Une exploitation rurale aux environs d’Heraclea Caccabaria

C’est dans la baie de Cavalaire, à Cavalaire même peut-être, qu’il faut localiser le port d’Heraclea Caccabaria mentionné dans l’Itinéraire Maritime d’Antonin. Les recherches conduites par le Centre Archéologique du Var, sous la direction de Jean-Pierre Brun (CNRS), ont permis de reconnaître plusieurs villas situées sur cette partie de la Côte des Maures. 

La villa de Pardigon 3, implantée en bordure du rivage, a été construite sur environ 2 000 m2 en une seule phase d’investissement, après le milieu du Ier siècle de notre ère, et ne connaîtra, jusqu’au début du IIIe siècle, que des réaménagements du plan initial. Depuis la plage, on trouve une colonnade flanquée d’une tour-belvédère. Par un couloir, on accède au cœur de la demeure organisé autour d’une cour de plus de 160 m2, bordée d’un péristyle aux colonnes de briques. Parmi les pièces qui s’ouvrent sur un jardin arboré et agrémenté de massifs, une salle à manger occupe une position axiale, soulignée par une large ouverture et un aménagement de l’entrecolonnement de la galerie selon la formule du péristyle rhodien. Toujours grâce à des couloirs, il est possible de rejoindre d’autres parties, à l’ouest un ensemble de pièces distribuées autour d’un second péristyle de moindres dimensions, à l’est, les bains d’une superficie de 100 m2, dont les canalisations d’évacuation drainent aussi des latrines reléguées dans une arrière-cour. Par un dernier couloir au nord, on aboutit à une cour agricole barrée par le volume du cellier.    Un chai d’importantes dimensions

Le chai est une construction de 52 m sur 12 m, d’une quinzaine de mètres au pignon, divisée en deux parties. A une extrémité, on trouve une salle de 130 m2 abritant les fouloirs pour les raisins et un pressoir dont on a retrouvé le massif de fondation.

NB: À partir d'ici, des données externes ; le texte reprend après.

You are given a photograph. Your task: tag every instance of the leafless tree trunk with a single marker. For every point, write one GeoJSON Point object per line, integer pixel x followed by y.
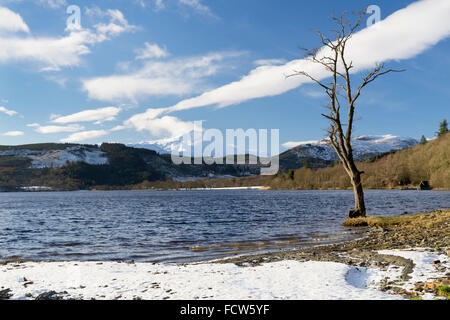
{"type": "Point", "coordinates": [342, 94]}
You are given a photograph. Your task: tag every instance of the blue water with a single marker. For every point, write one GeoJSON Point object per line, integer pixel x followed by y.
{"type": "Point", "coordinates": [175, 226]}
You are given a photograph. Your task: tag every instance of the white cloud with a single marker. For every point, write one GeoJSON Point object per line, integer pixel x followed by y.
{"type": "Point", "coordinates": [269, 62]}
{"type": "Point", "coordinates": [166, 126]}
{"type": "Point", "coordinates": [85, 135]}
{"type": "Point", "coordinates": [55, 129]}
{"type": "Point", "coordinates": [11, 21]}
{"type": "Point", "coordinates": [94, 115]}
{"type": "Point", "coordinates": [54, 4]}
{"type": "Point", "coordinates": [53, 53]}
{"type": "Point", "coordinates": [13, 133]}
{"type": "Point", "coordinates": [118, 128]}
{"type": "Point", "coordinates": [7, 111]}
{"type": "Point", "coordinates": [198, 7]}
{"type": "Point", "coordinates": [174, 77]}
{"type": "Point", "coordinates": [151, 51]}
{"type": "Point", "coordinates": [403, 35]}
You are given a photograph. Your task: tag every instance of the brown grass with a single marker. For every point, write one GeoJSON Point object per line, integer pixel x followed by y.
{"type": "Point", "coordinates": [422, 220]}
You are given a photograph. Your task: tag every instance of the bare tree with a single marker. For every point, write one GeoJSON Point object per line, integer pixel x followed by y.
{"type": "Point", "coordinates": [341, 93]}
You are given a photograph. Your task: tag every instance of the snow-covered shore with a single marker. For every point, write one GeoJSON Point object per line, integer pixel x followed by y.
{"type": "Point", "coordinates": [275, 280]}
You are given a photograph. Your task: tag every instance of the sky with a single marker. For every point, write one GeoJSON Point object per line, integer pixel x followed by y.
{"type": "Point", "coordinates": [144, 70]}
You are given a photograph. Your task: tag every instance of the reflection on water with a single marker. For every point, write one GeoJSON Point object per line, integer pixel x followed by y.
{"type": "Point", "coordinates": [174, 226]}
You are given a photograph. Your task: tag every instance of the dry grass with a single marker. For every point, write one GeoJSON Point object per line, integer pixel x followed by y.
{"type": "Point", "coordinates": [422, 220]}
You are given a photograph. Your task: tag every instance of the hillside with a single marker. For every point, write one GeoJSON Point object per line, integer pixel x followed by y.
{"type": "Point", "coordinates": [73, 167]}
{"type": "Point", "coordinates": [405, 168]}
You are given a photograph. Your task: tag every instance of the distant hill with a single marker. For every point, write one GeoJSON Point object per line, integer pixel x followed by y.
{"type": "Point", "coordinates": [401, 169]}
{"type": "Point", "coordinates": [75, 166]}
{"type": "Point", "coordinates": [319, 154]}
{"type": "Point", "coordinates": [72, 167]}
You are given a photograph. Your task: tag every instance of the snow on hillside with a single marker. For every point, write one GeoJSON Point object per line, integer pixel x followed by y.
{"type": "Point", "coordinates": [363, 147]}
{"type": "Point", "coordinates": [58, 158]}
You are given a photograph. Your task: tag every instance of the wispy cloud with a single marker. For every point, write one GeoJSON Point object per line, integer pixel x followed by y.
{"type": "Point", "coordinates": [54, 53]}
{"type": "Point", "coordinates": [7, 111]}
{"type": "Point", "coordinates": [55, 129]}
{"type": "Point", "coordinates": [419, 26]}
{"type": "Point", "coordinates": [85, 136]}
{"type": "Point", "coordinates": [166, 126]}
{"type": "Point", "coordinates": [269, 62]}
{"type": "Point", "coordinates": [151, 51]}
{"type": "Point", "coordinates": [13, 133]}
{"type": "Point", "coordinates": [93, 115]}
{"type": "Point", "coordinates": [198, 7]}
{"type": "Point", "coordinates": [155, 78]}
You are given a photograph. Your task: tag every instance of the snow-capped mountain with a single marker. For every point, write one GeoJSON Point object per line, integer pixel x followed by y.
{"type": "Point", "coordinates": [363, 147]}
{"type": "Point", "coordinates": [163, 146]}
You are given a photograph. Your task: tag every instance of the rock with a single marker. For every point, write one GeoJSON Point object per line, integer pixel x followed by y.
{"type": "Point", "coordinates": [5, 294]}
{"type": "Point", "coordinates": [424, 185]}
{"type": "Point", "coordinates": [51, 295]}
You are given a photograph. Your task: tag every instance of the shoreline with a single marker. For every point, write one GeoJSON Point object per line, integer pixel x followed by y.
{"type": "Point", "coordinates": [400, 258]}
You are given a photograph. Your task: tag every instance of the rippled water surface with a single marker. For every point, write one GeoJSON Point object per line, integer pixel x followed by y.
{"type": "Point", "coordinates": [174, 226]}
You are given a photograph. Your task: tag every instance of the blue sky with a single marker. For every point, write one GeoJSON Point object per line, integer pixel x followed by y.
{"type": "Point", "coordinates": [104, 80]}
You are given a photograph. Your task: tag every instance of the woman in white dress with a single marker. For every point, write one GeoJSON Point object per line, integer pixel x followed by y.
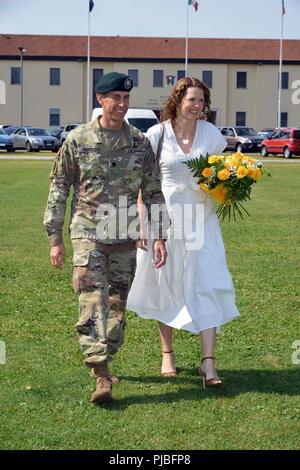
{"type": "Point", "coordinates": [194, 290]}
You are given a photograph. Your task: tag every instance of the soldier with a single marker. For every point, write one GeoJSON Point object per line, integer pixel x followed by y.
{"type": "Point", "coordinates": [106, 161]}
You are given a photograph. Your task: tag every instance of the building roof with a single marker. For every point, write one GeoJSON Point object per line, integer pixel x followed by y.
{"type": "Point", "coordinates": [148, 49]}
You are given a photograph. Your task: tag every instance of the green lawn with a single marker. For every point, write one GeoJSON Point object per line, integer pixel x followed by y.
{"type": "Point", "coordinates": [45, 389]}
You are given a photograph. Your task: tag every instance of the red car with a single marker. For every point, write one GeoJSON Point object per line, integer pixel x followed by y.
{"type": "Point", "coordinates": [284, 140]}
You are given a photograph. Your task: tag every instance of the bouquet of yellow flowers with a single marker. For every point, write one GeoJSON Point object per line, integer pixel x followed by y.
{"type": "Point", "coordinates": [228, 179]}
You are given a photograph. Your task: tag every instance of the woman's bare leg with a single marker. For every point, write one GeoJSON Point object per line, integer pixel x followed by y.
{"type": "Point", "coordinates": [208, 341]}
{"type": "Point", "coordinates": [166, 333]}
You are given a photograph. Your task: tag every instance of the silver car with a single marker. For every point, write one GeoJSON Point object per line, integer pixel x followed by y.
{"type": "Point", "coordinates": [34, 139]}
{"type": "Point", "coordinates": [5, 141]}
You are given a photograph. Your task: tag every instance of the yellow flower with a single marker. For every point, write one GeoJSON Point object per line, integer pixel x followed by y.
{"type": "Point", "coordinates": [241, 172]}
{"type": "Point", "coordinates": [215, 158]}
{"type": "Point", "coordinates": [223, 174]}
{"type": "Point", "coordinates": [232, 161]}
{"type": "Point", "coordinates": [219, 193]}
{"type": "Point", "coordinates": [207, 172]}
{"type": "Point", "coordinates": [255, 173]}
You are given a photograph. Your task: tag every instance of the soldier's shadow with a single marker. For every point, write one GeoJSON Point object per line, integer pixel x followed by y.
{"type": "Point", "coordinates": [189, 386]}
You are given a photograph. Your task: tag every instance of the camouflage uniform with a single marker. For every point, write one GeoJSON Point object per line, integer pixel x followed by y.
{"type": "Point", "coordinates": [100, 169]}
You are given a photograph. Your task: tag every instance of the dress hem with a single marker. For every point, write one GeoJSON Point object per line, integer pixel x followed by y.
{"type": "Point", "coordinates": [182, 327]}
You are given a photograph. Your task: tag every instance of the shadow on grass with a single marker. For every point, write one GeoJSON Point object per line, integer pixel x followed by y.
{"type": "Point", "coordinates": [283, 382]}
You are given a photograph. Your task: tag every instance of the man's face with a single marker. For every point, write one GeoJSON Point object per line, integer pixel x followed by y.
{"type": "Point", "coordinates": [115, 105]}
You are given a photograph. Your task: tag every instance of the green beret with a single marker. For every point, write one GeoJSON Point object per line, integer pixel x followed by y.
{"type": "Point", "coordinates": [114, 81]}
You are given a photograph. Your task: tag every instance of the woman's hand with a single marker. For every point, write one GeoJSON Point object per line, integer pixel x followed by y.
{"type": "Point", "coordinates": [159, 253]}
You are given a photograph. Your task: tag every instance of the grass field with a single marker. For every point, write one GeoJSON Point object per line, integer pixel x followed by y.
{"type": "Point", "coordinates": [45, 389]}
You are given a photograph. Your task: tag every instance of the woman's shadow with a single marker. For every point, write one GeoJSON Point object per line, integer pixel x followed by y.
{"type": "Point", "coordinates": [236, 382]}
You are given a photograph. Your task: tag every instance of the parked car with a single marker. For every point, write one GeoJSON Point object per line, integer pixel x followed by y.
{"type": "Point", "coordinates": [56, 131]}
{"type": "Point", "coordinates": [34, 139]}
{"type": "Point", "coordinates": [11, 129]}
{"type": "Point", "coordinates": [5, 141]}
{"type": "Point", "coordinates": [241, 138]}
{"type": "Point", "coordinates": [68, 128]}
{"type": "Point", "coordinates": [142, 119]}
{"type": "Point", "coordinates": [266, 132]}
{"type": "Point", "coordinates": [284, 141]}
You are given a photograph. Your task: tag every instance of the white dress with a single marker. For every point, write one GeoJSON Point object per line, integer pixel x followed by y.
{"type": "Point", "coordinates": [194, 290]}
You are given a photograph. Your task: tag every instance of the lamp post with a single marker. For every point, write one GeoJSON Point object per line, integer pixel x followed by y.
{"type": "Point", "coordinates": [22, 50]}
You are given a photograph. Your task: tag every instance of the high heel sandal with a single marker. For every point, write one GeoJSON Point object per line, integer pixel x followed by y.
{"type": "Point", "coordinates": [213, 382]}
{"type": "Point", "coordinates": [171, 373]}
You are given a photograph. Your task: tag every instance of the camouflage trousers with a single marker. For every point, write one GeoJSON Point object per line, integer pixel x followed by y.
{"type": "Point", "coordinates": [102, 276]}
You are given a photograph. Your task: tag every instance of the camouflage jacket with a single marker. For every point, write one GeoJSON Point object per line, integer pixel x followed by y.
{"type": "Point", "coordinates": [106, 181]}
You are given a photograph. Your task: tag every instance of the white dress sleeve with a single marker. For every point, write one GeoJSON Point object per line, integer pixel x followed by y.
{"type": "Point", "coordinates": [153, 134]}
{"type": "Point", "coordinates": [218, 141]}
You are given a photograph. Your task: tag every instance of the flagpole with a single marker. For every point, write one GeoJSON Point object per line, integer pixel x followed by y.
{"type": "Point", "coordinates": [280, 73]}
{"type": "Point", "coordinates": [88, 71]}
{"type": "Point", "coordinates": [187, 39]}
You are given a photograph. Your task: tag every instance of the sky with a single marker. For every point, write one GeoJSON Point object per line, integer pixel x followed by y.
{"type": "Point", "coordinates": [215, 18]}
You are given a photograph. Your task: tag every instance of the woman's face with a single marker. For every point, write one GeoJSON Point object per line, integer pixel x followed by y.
{"type": "Point", "coordinates": [192, 103]}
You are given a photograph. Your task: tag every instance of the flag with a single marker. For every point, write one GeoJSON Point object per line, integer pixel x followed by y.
{"type": "Point", "coordinates": [194, 3]}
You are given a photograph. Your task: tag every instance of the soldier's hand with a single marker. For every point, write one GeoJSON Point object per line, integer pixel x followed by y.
{"type": "Point", "coordinates": [159, 253]}
{"type": "Point", "coordinates": [57, 256]}
{"type": "Point", "coordinates": [142, 243]}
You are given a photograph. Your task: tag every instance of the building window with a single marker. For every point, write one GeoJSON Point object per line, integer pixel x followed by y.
{"type": "Point", "coordinates": [97, 74]}
{"type": "Point", "coordinates": [283, 119]}
{"type": "Point", "coordinates": [158, 78]}
{"type": "Point", "coordinates": [180, 74]}
{"type": "Point", "coordinates": [170, 79]}
{"type": "Point", "coordinates": [284, 80]}
{"type": "Point", "coordinates": [240, 118]}
{"type": "Point", "coordinates": [54, 117]}
{"type": "Point", "coordinates": [134, 75]}
{"type": "Point", "coordinates": [54, 76]}
{"type": "Point", "coordinates": [15, 76]}
{"type": "Point", "coordinates": [207, 78]}
{"type": "Point", "coordinates": [241, 79]}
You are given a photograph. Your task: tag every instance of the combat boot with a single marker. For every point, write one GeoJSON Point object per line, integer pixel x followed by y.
{"type": "Point", "coordinates": [113, 378]}
{"type": "Point", "coordinates": [103, 392]}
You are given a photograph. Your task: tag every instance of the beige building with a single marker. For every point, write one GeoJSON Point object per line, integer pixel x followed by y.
{"type": "Point", "coordinates": [242, 75]}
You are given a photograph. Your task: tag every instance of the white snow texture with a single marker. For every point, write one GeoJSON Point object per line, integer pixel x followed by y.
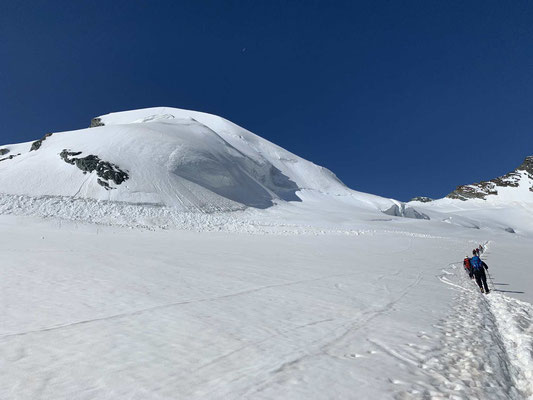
{"type": "Point", "coordinates": [225, 267]}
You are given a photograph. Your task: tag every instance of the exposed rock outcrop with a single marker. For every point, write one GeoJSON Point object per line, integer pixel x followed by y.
{"type": "Point", "coordinates": [422, 199]}
{"type": "Point", "coordinates": [37, 144]}
{"type": "Point", "coordinates": [96, 122]}
{"type": "Point", "coordinates": [10, 157]}
{"type": "Point", "coordinates": [483, 189]}
{"type": "Point", "coordinates": [105, 170]}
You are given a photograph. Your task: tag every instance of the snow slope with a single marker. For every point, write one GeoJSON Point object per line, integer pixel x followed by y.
{"type": "Point", "coordinates": [96, 312]}
{"type": "Point", "coordinates": [270, 279]}
{"type": "Point", "coordinates": [187, 160]}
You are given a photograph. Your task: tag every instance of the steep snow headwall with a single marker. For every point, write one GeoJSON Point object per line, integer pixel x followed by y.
{"type": "Point", "coordinates": [189, 160]}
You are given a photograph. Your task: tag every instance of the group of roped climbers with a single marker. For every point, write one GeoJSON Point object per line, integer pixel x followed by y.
{"type": "Point", "coordinates": [475, 267]}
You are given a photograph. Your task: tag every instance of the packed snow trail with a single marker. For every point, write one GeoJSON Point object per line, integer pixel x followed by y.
{"type": "Point", "coordinates": [486, 349]}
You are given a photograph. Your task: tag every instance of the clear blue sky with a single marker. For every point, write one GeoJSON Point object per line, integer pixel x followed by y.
{"type": "Point", "coordinates": [398, 98]}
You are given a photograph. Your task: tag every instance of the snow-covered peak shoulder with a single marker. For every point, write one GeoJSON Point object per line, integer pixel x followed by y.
{"type": "Point", "coordinates": [167, 156]}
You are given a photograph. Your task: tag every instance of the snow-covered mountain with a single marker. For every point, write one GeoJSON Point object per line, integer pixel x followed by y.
{"type": "Point", "coordinates": [164, 156]}
{"type": "Point", "coordinates": [514, 186]}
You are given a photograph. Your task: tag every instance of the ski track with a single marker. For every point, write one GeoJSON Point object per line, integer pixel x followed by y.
{"type": "Point", "coordinates": [485, 350]}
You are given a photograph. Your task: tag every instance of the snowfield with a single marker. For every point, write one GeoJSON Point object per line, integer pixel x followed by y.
{"type": "Point", "coordinates": [217, 265]}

Les cuves maçonnées pour le recueil du moût, d’une capacité de 5 000 litres chacune, sont placées dans un cellier d’environ 500 m2. 

Le moût obtenu par foulage et pressurage peut faire l’objet d’une réduction par cuisson, comme en témoigne la découverte d’un aménagement composé d’un cuveau et de la base d’une chaudière, certainement le defrutarium décrit par Columelle. Le defrutum est une préparation utilisée en cuisine mais aussi employée pour démarrer la fermentation. Celle-ci ne se produit pas dans les cuves, mais dans des jarres, les dolia.

Au nombre de 115, les dolia sont disposés en cinq rangs, avec des allées pour le passage. Les récipients sont pris jusqu’au col dans un remblai, permettant un accès facile à l’embouchure et atténuant les effets de température lors de la vinification ou pour la conservation. Ils sont poissés avant usage. Les fonds retrouvés portent la trace d’une telle pratique. Les ouvertures peuvent être obturées à l’aide de couvercles en céramique.

Avec des dolia d’une contenance de l’ordre de 1 500 litres, le propriétaire du domaine de Pardigon pouvait entreposer 1 700 hectolitres de vin dans son chai et exploitait un vignoble dont la superficie ne pouvait pas être inférieure à une vingtaine d’hectares.